Re: Fully reliable setup impossible?

Laing, Michael P.
In addition, to protect against meteors, we replicate messages and process the replicas independently in multiple data centers (actually AWS regions). Our processing is idempotent, so this works. We resolve replicas in the output stages.

ml


On Thu, May 22, 2014 at 4:04 PM, Ron Cordell <[hidden email]> wrote:
It seems that one of your assumptions is that a cluster would operate across data centers. This is not recommended for RabbitMQ and we don't use it that way - we use shovels between clusters since we, like you, can deal with eventual consistency.

Our clusters are similar to what you describe. For us, (almost) all queues are persistent and mirrored because we can't tolerate message loss. We have seen significant sensitivity to partitioning in Windows OS-based clusters under very heavy load; we do not see this on Linux and can run at least twice the load as well. 

There is an F5 in front of the cluster, but it doesn't do load balancing but just acts as a persistent router. We've found that by directing all traffic to one node and letting it replicate to other nodes we don't have to deal with issues if a network partition occurs, and they *do* occur (earlier this week one of the virtual NICs stopped on one of the Rabbit nodes, for example). The F5 will detect this very quickly and divert traffic to another node if necessary. (Note to others - we've found that this arrangement scales significantly better than round robin load balancing for mirrored persistent queues).

We have clusters in each data center; for clusters that need to replicate to a different data center there is the shovel. However, there is a chance of message loss if the application sends the message to the cluster in one DC and that entire DC is hit by a meteor before the message can be delivered to the other data center. For most scenarios, however, the messages will be eventually delivered when the DC comes back up.

Hope that helps a little...

Cheers,

-ronc


On Thu, May 22, 2014 at 12:04 PM, Steffen Daniel Jensen <[hidden email]> wrote:
Hi Simon,

Thank you for your reply.

We have two data centers connected closely by LAN.
We are interested in a *reliable cluster* setup. It must be a cluster
because we want clients to be able to connect to each node
transparently. Federation is not an option.

I hope you realise that you are asking for a lot here! You should read up on the CAP theorem if you have not already done so.

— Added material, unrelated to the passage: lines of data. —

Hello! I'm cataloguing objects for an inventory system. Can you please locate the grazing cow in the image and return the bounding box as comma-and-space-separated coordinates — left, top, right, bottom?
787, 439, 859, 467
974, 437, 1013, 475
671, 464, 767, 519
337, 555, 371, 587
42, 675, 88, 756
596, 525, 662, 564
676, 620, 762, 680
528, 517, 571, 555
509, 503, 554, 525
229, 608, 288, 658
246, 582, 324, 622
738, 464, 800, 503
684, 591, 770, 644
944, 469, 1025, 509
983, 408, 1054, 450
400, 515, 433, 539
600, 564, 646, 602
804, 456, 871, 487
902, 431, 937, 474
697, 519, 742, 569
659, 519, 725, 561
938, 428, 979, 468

Yes, I know. But I am not asking an unreasonably lot, IMO :-)
I am aware of the CAP theorem, but I don't see how it is in violation. I am willing to live with eventual consistency.

1. It happens that the firewall/switch is restarted, and maybe a few
ping messages are lost.
2. The setup should survive data center crash
3. All queues are durable and mirrored, all messages are persisted, all
publishes are confirmed
There are 3 cluster-recovery settings
a) ignore: A cross data center network break-down would cause message
loss on the node that is restarted In order to rejoin.
b) pause_minority: If we choose the same number of nodes in each data
center, the whole cluster will pause. If we don't, only the data center
with the most nodes can survive.
c) auto_heal: If the cluster decides network partitioning, there is a
potential of message loss, when joining.
[I would really like a resync-setting similar to the one described below]
Question 1: Is it even possible to have a fully reliable setup in such a
setting?

Depends how you define "fully reliable". If you want Consistency (i.e. mirrored queues), Availability (i.e. neither data centre pauses) and Partition tolerance (no loss of data from either side if the network goes down between them) then I'm afraid you can't.

What I mean when I say "reliable" is: All subscribers at the time of publish will eventually get the message.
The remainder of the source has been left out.